Raul Velloso, economista e ex-secretário de Assuntos Econômicos do Ministério do Planejamento.
Raul Velloso classifica como desastrosa a atuação do governo durante a pandemia e aponta o déficit previdenciário como um dos desafios das gestões municipais em 2021.

Na avaliação do economista e ex-secretário de Assuntos Econômicos do Ministério do Planejamento, Raul Velloso, a atuação do governo federal no combate à pandemia é um desastre. Em entrevista exclusiva, Velloso afirmou que houve um erro de diagnóstico por parte do Executivo ao minimizar a pandemia de Covid-19. Para o economista, o Brasil dá um exemplo ruim no cenário internacional de combate à crise sanitária.

“O problema é que há um erro central de diagnóstico por parte do governo federal: ter minimizado a crise. O mundo vai ter a maior queda de crescimento do PIB da história. O ministro da Economia falou, em meados de março, no Congresso, em combater a pandemia com R$ 3 a 5 bilhões. Isso não vai acontecer. Já devemos ter gasto R$ 300 bilhões, graças às ações do Congresso e das ações municipais.
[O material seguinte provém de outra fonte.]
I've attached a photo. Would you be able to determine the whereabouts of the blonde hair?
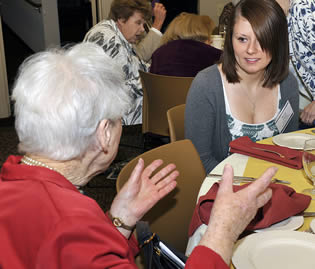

Primeiro é o diagnóstico errado da dimensão do problema, e agora a resistência à aplicação das vacinas. O Brasil está dando um péssimo exemplo do que um país em desenvolvimento e com pretensão de se posicionar melhor no cenário internacional pode fazer. Diria que, em uma palavra, a ação do governo se chama desastre”, diz.

Sobre os desafios das esferas administrativas para o próximo ano, Velloso diz que será necessário entender o que é mais urgente para recuperação econômica dos municípios e aponta o déficit previdenciário como uma das prioridades das gestões locais.

“Primeiro é ter o socorro para repor as perdas financeiras que a pandemia impôs aos municípios. Tem que haver um esquema no Congresso, como houve esse ano, para calcular as perdas causadas e repor mediante transferência de recursos financiados por emissão monetária. A outra coisa é identificar o principal problema que enfrentavam antes da pandemia: é o gigantesco déficit previdenciário. Claro que isso varia de município para município. Cada um é uma história. Quanto maiores e mais antigos os municípios, mais grave o problema, mais difícil é resolver”, destaca o economista.

Sobre o déficit previdenciário, Velloso afirma que mesmo que haja compensação financeira por transferência de recursos, as mudanças no regime de aposentadoria devem afetar a capacidade de investimento dos municípios. “Antes da crise, já havia uma situação complicada de se administrar, que é a explosão dos déficits previdenciários nos entes públicos subnacionais. A solução precisa ser dada porque não podem deixar de pagar os aposentados, e como o crescimento tem sido muito forte, isso vai subtrair recursos dos investimentos em infraestrutura”, pontua.

Para compensação dos impactos da pandemia, Raul Velloso explica que a emissão monetária é o caminho mais rápido a ser adotado pelo Executivo. “A própria União tem seus caminhos para se socorrer. Mas ela tem de estender esses caminhos, que é basicamente usar recursos decorrentes de emissão monetária. É a forma mais rápida e não vejo nenhum problema para a economia se isso acontecer durante a pandemia. Por aí é que tem que sair a solução. Emitir moeda para compensar os entes públicos por esse desastre”, afirma.